Hochtaunuskreis. Der Abbruch des von der Humboldtschule genutzten A-Baus der ehemaligen Georg-Kerschensteiner-Schule in Bad Homburg v. d. Höhe schreitet zügig voran. Nach erfolgter Ausschreibung und Vergabe konnten die Bagger Mitte Februar vorfahren und mit den Abbrucharbeiten beginnen. „Das alte Gebäude wird abgerissen, und am selben Standort entsteht eine Doppelturnhalle mit einer Sportfläche in der Größe von 22 x 45 Meter. Die Halle wird vorrangig für den Schulsport genutzt werden, aber natürlich auch den Vereinen für sportliche Zwecke zur Verfügung stehen“, erklärt Landrat und Schuldezernent Ulrich Krebs. „Die Sportflächen, die dort geschaffen werden, sollen auch zusätzliche Trainingszeiten für Bad Homburger Vereine möglich machen, weshalb die Stadt das Projekt begrüßt und die Mittel für einen Zuschuss zur Investition bereitgestellt hat“, sagt der Bad Homburger Oberbürgermeister Alexander Hetjes.

Nach Prüfung der Angebote durch den Fachbereich erhielt die Firma Kolb aus Langen den Zuschlag für die Abbruchleistungen in Höhe von 255.000 EUR brutto. Die Abbrucharbeiten sollen bis Ende April abgeschlossen sein. Die Firma führt den vorwiegend maschinellen Abbruch komplett mit eigener Technik durch und wird auch das Abbruchmaterial entsorgen. Insgesamt werden ca. 15.500 cbm umbauten Raum abgerissen. Dies entspricht rund 6.000 Tonnen Bauschutt, der von 220 Lastwagen abtransportiert wird. Hinzu kommt 100 Tonnen ausgebauter Stahl. Zurzeit erfolgt die Entkernung des Gebäudes mit Trennung der separat zu entsorgenden Baustoffe.

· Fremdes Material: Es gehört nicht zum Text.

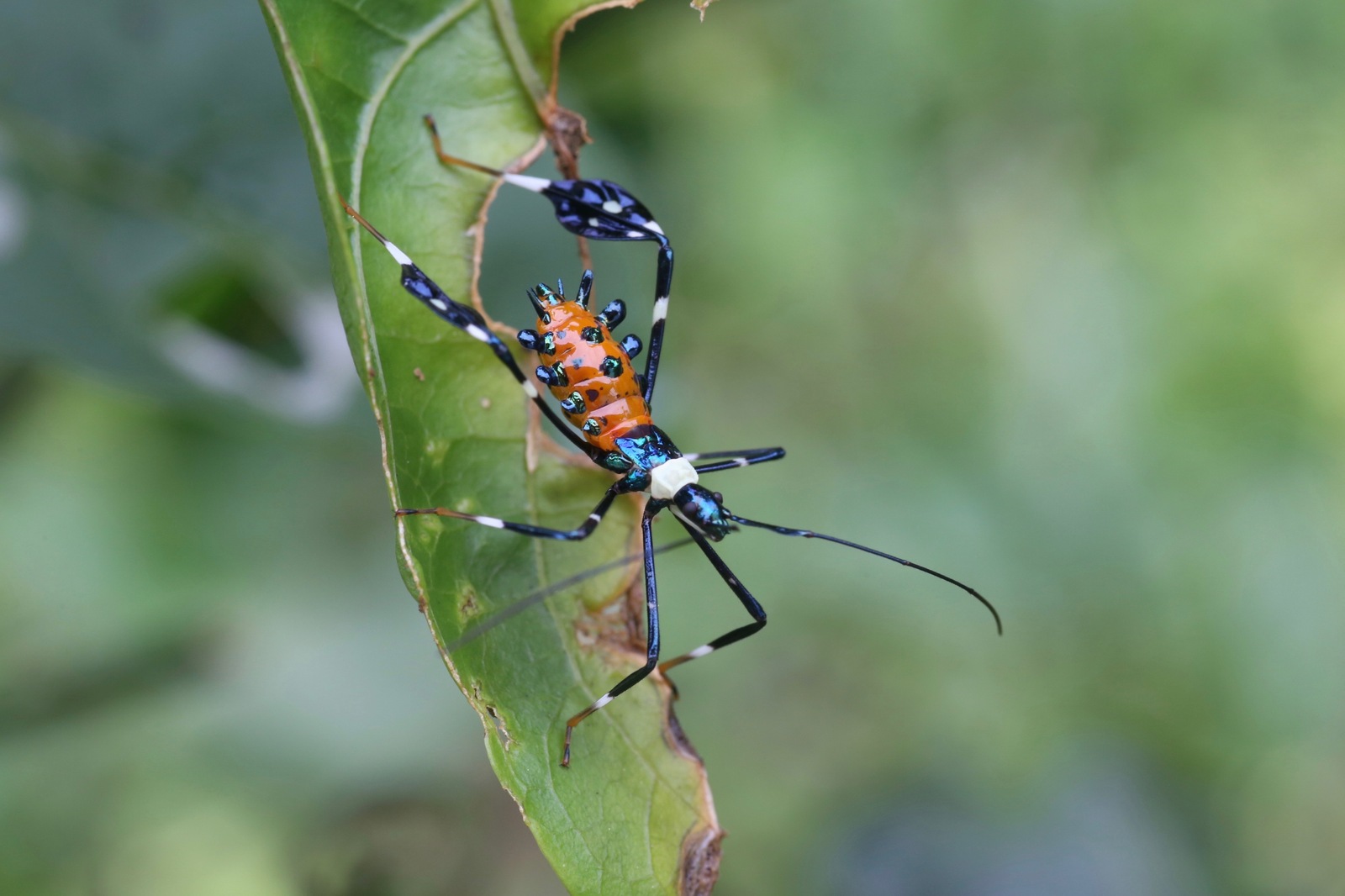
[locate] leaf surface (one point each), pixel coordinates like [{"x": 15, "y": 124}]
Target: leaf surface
[{"x": 632, "y": 814}]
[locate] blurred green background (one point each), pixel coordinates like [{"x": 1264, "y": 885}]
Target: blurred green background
[{"x": 1049, "y": 296}]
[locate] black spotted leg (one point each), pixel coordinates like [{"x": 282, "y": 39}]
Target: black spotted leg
[
  {"x": 735, "y": 459},
  {"x": 578, "y": 533},
  {"x": 651, "y": 595},
  {"x": 750, "y": 603},
  {"x": 598, "y": 210},
  {"x": 470, "y": 322}
]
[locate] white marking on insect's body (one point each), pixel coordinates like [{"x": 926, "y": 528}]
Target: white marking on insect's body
[
  {"x": 535, "y": 185},
  {"x": 670, "y": 478},
  {"x": 403, "y": 259}
]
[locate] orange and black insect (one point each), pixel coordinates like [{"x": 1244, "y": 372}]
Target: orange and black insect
[{"x": 607, "y": 407}]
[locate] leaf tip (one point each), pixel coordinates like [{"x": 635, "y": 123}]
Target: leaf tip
[{"x": 701, "y": 851}]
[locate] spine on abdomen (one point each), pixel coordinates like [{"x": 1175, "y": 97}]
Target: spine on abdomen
[{"x": 596, "y": 382}]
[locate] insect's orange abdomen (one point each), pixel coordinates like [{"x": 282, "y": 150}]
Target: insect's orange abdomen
[{"x": 598, "y": 370}]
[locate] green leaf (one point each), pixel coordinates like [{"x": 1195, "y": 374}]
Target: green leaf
[{"x": 632, "y": 814}]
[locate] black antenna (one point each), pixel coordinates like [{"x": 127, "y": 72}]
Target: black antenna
[{"x": 806, "y": 533}]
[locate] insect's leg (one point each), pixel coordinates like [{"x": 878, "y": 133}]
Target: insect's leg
[
  {"x": 578, "y": 533},
  {"x": 737, "y": 458},
  {"x": 750, "y": 603},
  {"x": 466, "y": 319},
  {"x": 662, "y": 289},
  {"x": 651, "y": 593}
]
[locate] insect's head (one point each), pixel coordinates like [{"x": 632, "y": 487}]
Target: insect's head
[{"x": 704, "y": 512}]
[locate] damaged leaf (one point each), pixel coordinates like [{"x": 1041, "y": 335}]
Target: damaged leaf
[{"x": 632, "y": 814}]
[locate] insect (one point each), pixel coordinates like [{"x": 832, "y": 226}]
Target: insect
[{"x": 607, "y": 407}]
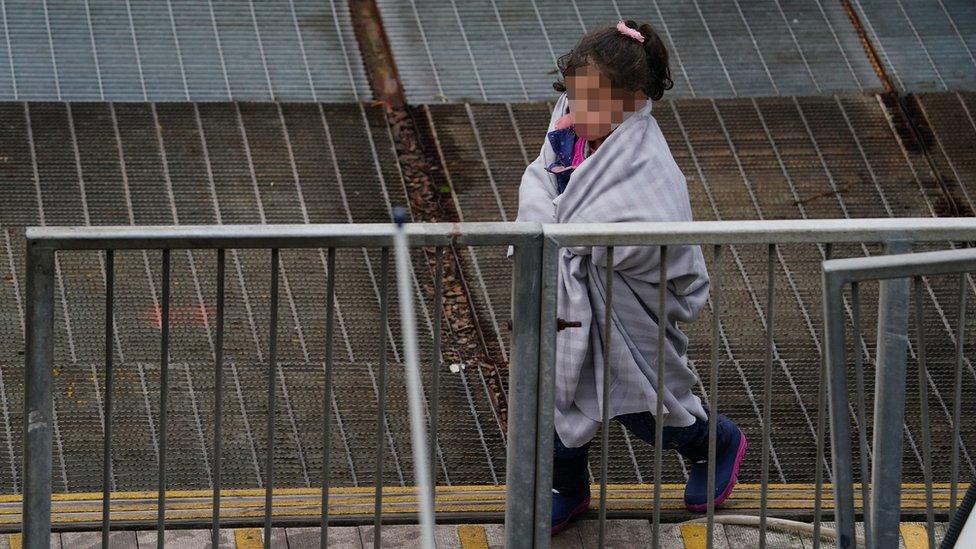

Die verschiedenen Materialien werden bereits vor Ort sortiert und später einer weiteren Verwertung zugeführt.

Der Bauantrag für den Neubau der Sporthalle wurde am 15. März bei der Stadt Bad Homburg eingereicht. Die beteiligten Stellen des Hochtaunuskreises und der Stadt Bad Homburg stehen in engem Kontakt, um das Verfahren nach bester Möglichkeit zu beschleunigen. Aktuell erfolgt eine Abstimmung mit der Schule bezüglich der Gestaltung der Freianlagen. Zurzeit werden die Ausführungspläne fertiggestellt und die Ausschreibungen für die Erd- und Rohbauarbeiten der Sporthalle vorbereitet. Die entsprechenden Ausschreibungen und Auftragsvergaben sollen über die Sommermonate erfolgen. Es ist vorgesehen, die Halle in einer Stahlkonstruktion mit angegliedertem eingeschossigem Massivbau für die Nebenräume zu errichten. Alle Funktionen der Zweifeldsporthalle werden ausnahmslos barrierefrei zu erreichen sein. Das umgesetzte Raumprogramm entspricht der Standardvariante einer durch Schul- und Vereinssport genutzten Zweifeldsporthalle. Im Außenanlagenbereich sind 43 Parkplätze für PKWs (einschl. 4 Stellplätze für Behinderte) sowie 30 zusätzliche Fahrradabstellplätze vorgesehen.

Die Investition für die neue Zweifeldsporthalle beläuft sich voraussichtlich auf 6.150.010 Euro für den Bau der Sporthalle sowie 300.000 Euro für die Ausstattung und beinhaltet neben dem Herrichten und Erschließen, dem Bauwerk und technischen Anlagen u.a. auch die Ausstattung der Hallen und die Gestaltung der Außenanlagen. Die Stadt Bad Homburg beteiligt sich mit 50 Prozent an den Baukosten der Sporthalle. Der Baubeginn soll noch im Herbst dieses Jahres erfolgen. Ziel des Kreises ist es, den Sporthallenneubau bis zum Ende des Jahres 2018 fertigzustellen.